Let B = 〈{min A}〉S'. Then B=A.
Indeed otherwise x∈A\B implies B ⊂ <⃖(x)
(from the definitions of S' and B), leading to the contradicting consequences
that B is finite (|B| ≤ x), and B ⊂ Dom S'.∎
The definition of countability can be rephrased without the axiom of infinity, to mean either finite or countably
infinite, the latter meaning the existence of a ground Σ-term algebra structure; thus, countability can be
defined as the existence of a ground functional Σ-draft structure.
Without using AC, if there is a surjection f: ℕ ↠ A (or more generally
a surjection from any countable set) then A is countable.
Indeed a section of f is given by y↦ min f•(y).
More statements of the axiom of infinity
Let us extend our list of equivalent statements of the axiom of infinity with the below 2. and 3. where
- Existence of ℕ
- Existence of a (countable) ground term algebra for any countable algebraic language
- Existence of a (countable) model for any consistent first-order theory with a countable language
- Existence of an injective Σ-algebra.
Obviously, 2. ⇒ 4. ⇒ 1.
3. ⇒ 4. depends on the claim of consistency of arithmetic, at least its very poor
excerpt expressing the concept of injective Σ-algebra.

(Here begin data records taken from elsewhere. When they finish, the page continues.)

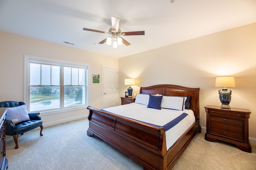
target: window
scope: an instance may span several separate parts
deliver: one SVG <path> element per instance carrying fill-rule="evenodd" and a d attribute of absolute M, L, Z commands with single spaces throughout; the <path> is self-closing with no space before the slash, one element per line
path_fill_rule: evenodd
<path fill-rule="evenodd" d="M 24 59 L 24 101 L 29 112 L 47 114 L 86 107 L 88 66 L 26 55 Z"/>

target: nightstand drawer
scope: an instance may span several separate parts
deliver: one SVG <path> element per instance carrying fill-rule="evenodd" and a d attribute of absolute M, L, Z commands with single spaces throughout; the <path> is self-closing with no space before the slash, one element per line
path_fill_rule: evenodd
<path fill-rule="evenodd" d="M 244 117 L 245 114 L 243 113 L 236 111 L 230 111 L 230 110 L 218 110 L 216 109 L 209 109 L 209 113 L 214 113 L 216 114 L 221 114 L 232 116 Z"/>
<path fill-rule="evenodd" d="M 237 120 L 226 117 L 211 116 L 210 117 L 210 121 L 211 122 L 216 121 L 222 123 L 230 124 L 238 126 L 243 126 L 243 121 L 242 120 Z"/>
<path fill-rule="evenodd" d="M 220 129 L 224 131 L 232 131 L 236 133 L 243 133 L 243 127 L 240 126 L 234 126 L 224 123 L 220 123 L 217 122 L 211 122 L 211 128 L 216 128 Z"/>
<path fill-rule="evenodd" d="M 135 102 L 136 98 L 124 98 L 123 97 L 121 97 L 121 104 L 122 105 L 124 104 L 130 104 L 132 103 L 133 103 Z"/>
<path fill-rule="evenodd" d="M 218 128 L 211 127 L 211 133 L 215 133 L 223 136 L 243 140 L 242 133 L 238 133 L 230 131 L 225 131 Z"/>

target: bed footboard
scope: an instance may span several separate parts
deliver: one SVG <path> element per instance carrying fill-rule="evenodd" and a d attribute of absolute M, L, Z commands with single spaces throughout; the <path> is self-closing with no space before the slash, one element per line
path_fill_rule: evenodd
<path fill-rule="evenodd" d="M 87 108 L 89 110 L 87 135 L 97 136 L 142 165 L 144 169 L 171 168 L 196 132 L 199 131 L 198 127 L 192 126 L 187 131 L 188 134 L 174 144 L 176 147 L 172 147 L 167 152 L 163 128 L 90 107 Z M 188 140 L 189 138 L 191 139 Z"/>
<path fill-rule="evenodd" d="M 95 135 L 146 168 L 158 169 L 166 154 L 162 127 L 138 122 L 90 107 L 87 135 Z"/>

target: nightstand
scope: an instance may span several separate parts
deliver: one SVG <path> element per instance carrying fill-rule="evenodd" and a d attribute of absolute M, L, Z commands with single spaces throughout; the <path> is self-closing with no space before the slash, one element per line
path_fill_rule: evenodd
<path fill-rule="evenodd" d="M 208 105 L 204 108 L 206 113 L 205 140 L 232 143 L 243 151 L 252 152 L 248 136 L 249 109 L 223 109 Z"/>
<path fill-rule="evenodd" d="M 121 97 L 121 105 L 130 104 L 135 102 L 136 98 L 125 98 L 124 97 Z"/>

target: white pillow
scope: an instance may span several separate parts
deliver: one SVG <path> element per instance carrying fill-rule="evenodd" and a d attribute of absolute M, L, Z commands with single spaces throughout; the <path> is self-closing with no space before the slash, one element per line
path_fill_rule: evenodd
<path fill-rule="evenodd" d="M 148 104 L 149 95 L 146 94 L 138 94 L 134 103 L 147 105 Z"/>
<path fill-rule="evenodd" d="M 7 108 L 6 118 L 7 121 L 11 120 L 14 124 L 30 120 L 26 104 Z"/>
<path fill-rule="evenodd" d="M 162 100 L 161 107 L 182 111 L 185 109 L 185 101 L 186 99 L 186 97 L 164 96 Z"/>

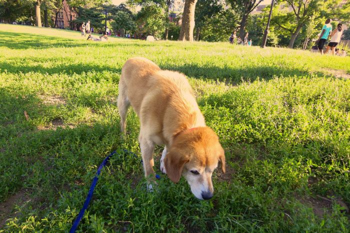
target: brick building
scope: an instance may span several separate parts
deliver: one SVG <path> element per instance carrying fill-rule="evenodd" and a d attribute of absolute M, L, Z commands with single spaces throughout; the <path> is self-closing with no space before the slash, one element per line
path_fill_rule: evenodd
<path fill-rule="evenodd" d="M 77 16 L 76 10 L 69 6 L 66 0 L 64 0 L 62 7 L 58 12 L 55 12 L 52 16 L 52 19 L 55 23 L 56 28 L 70 28 L 70 29 L 76 30 L 70 24 L 70 22 L 76 19 Z M 56 22 L 55 21 L 57 20 Z"/>

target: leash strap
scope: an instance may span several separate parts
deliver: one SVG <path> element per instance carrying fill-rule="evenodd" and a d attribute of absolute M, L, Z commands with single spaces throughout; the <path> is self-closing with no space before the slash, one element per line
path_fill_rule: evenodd
<path fill-rule="evenodd" d="M 104 168 L 104 166 L 106 166 L 107 162 L 108 162 L 110 156 L 112 156 L 113 154 L 115 154 L 116 150 L 110 153 L 109 156 L 108 156 L 107 157 L 106 157 L 106 158 L 104 158 L 104 161 L 102 162 L 102 164 L 101 164 L 98 167 L 98 169 L 97 170 L 97 172 L 96 172 L 95 177 L 94 178 L 94 180 L 92 180 L 92 183 L 91 184 L 91 186 L 90 186 L 90 190 L 88 191 L 88 196 L 86 196 L 86 198 L 85 200 L 84 205 L 82 206 L 82 210 L 80 210 L 80 212 L 79 212 L 79 214 L 76 217 L 76 220 L 74 221 L 74 223 L 72 225 L 72 228 L 70 228 L 70 233 L 74 233 L 74 232 L 76 232 L 76 228 L 78 227 L 78 225 L 79 225 L 79 222 L 80 222 L 80 220 L 82 220 L 82 216 L 84 215 L 84 212 L 88 208 L 88 204 L 89 203 L 90 203 L 91 198 L 92 198 L 94 190 L 95 189 L 95 187 L 96 186 L 96 184 L 97 183 L 97 181 L 98 180 L 98 176 L 100 175 L 100 174 L 101 173 L 101 170 L 102 168 Z"/>
<path fill-rule="evenodd" d="M 134 153 L 130 151 L 129 151 L 127 150 L 122 150 L 125 153 L 128 153 L 134 156 L 135 158 L 138 158 L 138 156 L 136 156 Z M 101 170 L 102 168 L 104 168 L 104 167 L 106 166 L 106 164 L 107 164 L 107 162 L 110 160 L 110 158 L 115 154 L 116 150 L 110 153 L 109 156 L 108 156 L 107 157 L 106 157 L 106 158 L 104 158 L 104 161 L 102 162 L 102 164 L 101 164 L 98 167 L 98 169 L 97 170 L 97 172 L 96 172 L 95 177 L 94 178 L 94 180 L 92 180 L 92 182 L 91 184 L 91 186 L 90 186 L 90 190 L 89 190 L 88 194 L 88 196 L 86 196 L 86 198 L 85 200 L 85 202 L 84 202 L 84 205 L 82 206 L 82 209 L 80 210 L 79 214 L 76 217 L 76 220 L 74 221 L 73 224 L 72 226 L 72 228 L 70 228 L 70 233 L 74 233 L 76 232 L 76 228 L 78 227 L 80 221 L 82 220 L 82 216 L 84 215 L 85 210 L 88 208 L 88 204 L 90 203 L 90 201 L 91 200 L 91 198 L 92 198 L 94 191 L 95 189 L 95 187 L 96 186 L 96 184 L 97 183 L 97 181 L 98 180 L 98 176 L 100 176 L 100 173 L 101 173 Z M 143 164 L 142 160 L 141 160 L 141 162 Z M 156 174 L 156 178 L 157 179 L 160 178 L 160 176 L 158 174 Z"/>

A rigorous interpretation of the question is whether this consistency is provable in Finite Set
Theory, which I do not know, but it does not seem very interesting anyway.
Let us refer instead to the intuitive obviousness of this consistency : we can interpret
and accept the point philosophically, by a switch of perspective.
Namely, we are implicitly assuming the consistency of our set theory, fancied as describing a
universe U (which just does not form "a set" from the same viewpoint). The excerpt of
set theory which describes tuples forms a theory
describing U as an injective algebra with language made of the tuples definers.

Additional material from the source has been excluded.